Surender Raja Surender Raja - 3 months ago 9
Scala Question

Finding the TotalSpent for each Customer in Scala

I am working on a simple requirement to find out the totalSpent by each Customer . If a Customer did not spend anything then I need to display TotalSpent Amount as 0 to him

custs.txt :

100,Surender
101,Raja
102,Vijay


txns.txt :

100,2015-01-29,20
100,2015-01-30,18
101,2015-01-14,30
101,2015-01-17,20


Scala Code :

import scala.io.Source

case class Txns(custId: Int, txn_dateString: String, spentAmount: Int)
object totalamounteachcustomer {


def main (args: Array[String])={


val myCusts=Source.fromFile("C:\\inputfiles\\custs.txt").getLines().toList;

val custsTxns=Source.fromFile("C:\\inputfiles\\txns.txt").getLines().toList;

val TxnsGrped =custsTxns.map { x => {
val Array(custId,txn_dateString,spentAmount) = x.split(",")
Txns(custId.toInt,txn_dateString,spentAmount.toInt)

}
}.groupBy { txn => txn.custId }

for(i <- myCusts)
{
val customer= i.split(",")(0).toInt
val values =TxnsGrped.get(customer)

val TotalSpentAmpunt = values match {

case Some( a:List[Txns]) => a.map { x => x.spentAmount }.sum
case None => 0

}

println(customer+" "+TotalSpentAmpunt)
}
}

}


The above code works..

Output :

100 38
101 50
102 0


Do we have simple Join Keywords in scala? If we need to get values based on common key between two files then can't we use something like Join(inner join, left join) in scala?

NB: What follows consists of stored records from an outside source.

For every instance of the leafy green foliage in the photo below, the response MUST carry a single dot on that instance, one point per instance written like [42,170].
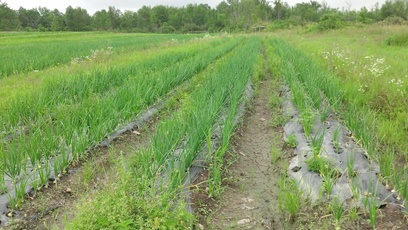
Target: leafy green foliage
[331,22]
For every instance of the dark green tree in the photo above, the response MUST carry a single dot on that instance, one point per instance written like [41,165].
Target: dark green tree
[8,18]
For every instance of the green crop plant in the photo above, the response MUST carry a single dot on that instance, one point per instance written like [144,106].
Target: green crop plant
[336,139]
[324,110]
[291,140]
[276,152]
[338,211]
[386,160]
[84,115]
[351,159]
[70,47]
[307,118]
[317,142]
[164,164]
[289,197]
[365,88]
[19,189]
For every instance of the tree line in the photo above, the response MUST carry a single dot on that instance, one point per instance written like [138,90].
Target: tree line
[229,15]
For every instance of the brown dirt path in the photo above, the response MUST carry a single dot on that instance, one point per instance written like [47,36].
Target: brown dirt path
[250,199]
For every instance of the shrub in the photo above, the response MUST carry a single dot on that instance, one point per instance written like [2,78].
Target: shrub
[331,22]
[397,40]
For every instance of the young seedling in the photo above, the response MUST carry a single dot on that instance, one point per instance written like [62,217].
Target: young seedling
[289,197]
[337,209]
[386,160]
[336,139]
[292,142]
[307,119]
[351,159]
[276,153]
[317,142]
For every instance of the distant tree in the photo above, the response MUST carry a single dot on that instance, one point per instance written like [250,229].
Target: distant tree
[57,21]
[8,18]
[115,17]
[77,19]
[159,16]
[128,21]
[144,19]
[101,20]
[396,8]
[29,19]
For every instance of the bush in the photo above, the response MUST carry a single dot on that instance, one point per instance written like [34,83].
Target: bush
[397,40]
[331,22]
[393,20]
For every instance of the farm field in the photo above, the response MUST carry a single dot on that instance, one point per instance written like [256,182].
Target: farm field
[133,131]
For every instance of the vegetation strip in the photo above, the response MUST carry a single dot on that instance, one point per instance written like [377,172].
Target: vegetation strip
[317,93]
[147,204]
[94,110]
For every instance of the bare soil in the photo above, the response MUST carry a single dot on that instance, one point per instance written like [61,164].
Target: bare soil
[52,206]
[250,197]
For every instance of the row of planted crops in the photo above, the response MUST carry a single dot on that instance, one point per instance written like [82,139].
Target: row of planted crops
[58,103]
[46,127]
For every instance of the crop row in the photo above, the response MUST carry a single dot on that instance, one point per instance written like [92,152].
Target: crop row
[73,88]
[20,54]
[70,127]
[317,94]
[156,177]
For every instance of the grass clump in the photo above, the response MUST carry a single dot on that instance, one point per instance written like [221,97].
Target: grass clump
[397,40]
[289,197]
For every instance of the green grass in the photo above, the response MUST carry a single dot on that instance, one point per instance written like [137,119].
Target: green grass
[38,51]
[157,172]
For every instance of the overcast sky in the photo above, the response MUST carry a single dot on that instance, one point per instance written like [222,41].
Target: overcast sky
[94,5]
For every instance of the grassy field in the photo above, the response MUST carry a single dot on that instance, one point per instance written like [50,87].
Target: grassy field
[63,93]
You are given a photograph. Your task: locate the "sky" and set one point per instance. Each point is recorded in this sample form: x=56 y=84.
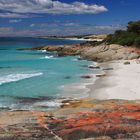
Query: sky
x=65 y=17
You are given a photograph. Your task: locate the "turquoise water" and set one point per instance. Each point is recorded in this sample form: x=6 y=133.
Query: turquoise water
x=29 y=78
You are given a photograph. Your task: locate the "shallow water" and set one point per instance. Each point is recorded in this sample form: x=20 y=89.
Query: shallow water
x=35 y=75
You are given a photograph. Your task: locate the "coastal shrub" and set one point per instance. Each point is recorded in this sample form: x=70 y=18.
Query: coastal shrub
x=134 y=26
x=92 y=43
x=137 y=42
x=121 y=38
x=128 y=37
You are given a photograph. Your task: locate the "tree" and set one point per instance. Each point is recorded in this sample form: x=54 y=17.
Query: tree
x=134 y=26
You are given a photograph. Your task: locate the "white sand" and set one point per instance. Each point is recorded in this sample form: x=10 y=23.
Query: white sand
x=122 y=83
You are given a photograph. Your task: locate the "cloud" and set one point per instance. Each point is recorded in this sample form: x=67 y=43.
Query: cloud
x=15 y=20
x=6 y=31
x=20 y=8
x=62 y=29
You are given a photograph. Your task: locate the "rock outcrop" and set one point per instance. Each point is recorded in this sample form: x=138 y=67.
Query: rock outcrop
x=100 y=53
x=105 y=53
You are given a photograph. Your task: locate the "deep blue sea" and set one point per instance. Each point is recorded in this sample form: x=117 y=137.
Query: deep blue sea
x=36 y=79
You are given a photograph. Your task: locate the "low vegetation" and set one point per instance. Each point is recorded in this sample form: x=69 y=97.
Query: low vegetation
x=129 y=37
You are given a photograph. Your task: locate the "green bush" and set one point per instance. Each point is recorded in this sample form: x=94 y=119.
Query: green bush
x=137 y=42
x=129 y=37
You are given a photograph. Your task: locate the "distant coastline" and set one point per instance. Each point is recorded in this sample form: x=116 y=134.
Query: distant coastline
x=78 y=37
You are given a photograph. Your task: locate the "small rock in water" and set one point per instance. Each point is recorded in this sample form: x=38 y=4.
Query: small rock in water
x=107 y=68
x=86 y=76
x=67 y=77
x=126 y=63
x=100 y=75
x=80 y=58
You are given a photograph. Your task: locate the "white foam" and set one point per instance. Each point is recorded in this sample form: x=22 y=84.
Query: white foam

Here, I am using scala collection Map and iterate it over against each Customer.

Can we achieve this same requirement with simple lines of scala code ?

Answer

Implementing join of maps is a piece of cake in Scala:

def join[K, A, B](a: Map[K, A], b: Map[K, B]): Map[K, (A,B)] =
    for((k,va) <- a; vb <- b.get(k)) yield k -> (va, vb)

Use example:

val customers = Map(
 100 -> "Surender",
 101 -> "Raja",
 102 -> "Vijay"
)

val purchases = Seq(
 (100,"2015-01-29",20),
 (100,"2015-01-30",18),
 (101,"2015-01-14",30),
 (101,"2015-01-17",20)
) groupBy(_._1)

join(customers, purchases) mapValues { case (_, l) => l.map(_._3).sum }

You can make of join an infix operation by wrapping it in an implicit class:

implicit class C[K, A](a: Map[K, A]) {

    def join[B](b: Map[K, B]): Map[K, (A,B)] =
        for((k,va) <- a; vb <- b.get(k)) yield k -> (va, vb)

}

customers join purchases

Note that this join implementation (inner join) is easily modificable to behave as a left-join:

implicit class C[K, A](a: Map[K, A]) {

    def join[B](b: Map[K, B]): Map[K, (A,B)] =
        for((k,va) <- a; vb <- b.get(k)) yield k -> (va, vb)

    def leftJoin[B](b: Map[K, B], default: B): Map[K, (A,B)] =
        for((k,va) <- a; vb = b.getOrElse(k, default)) yield k -> (va, vb)

}

And then use it with you data to get exactly the result you are looking for:

customers leftJoin(purchases, Seq()) mapValues {
    case (_, l) => l.map(_._3).sum
}

> res: scala.collection.immutable.Map[Int,Int] = Map(100 -> 38, 101 -> 50, 102 -> 0)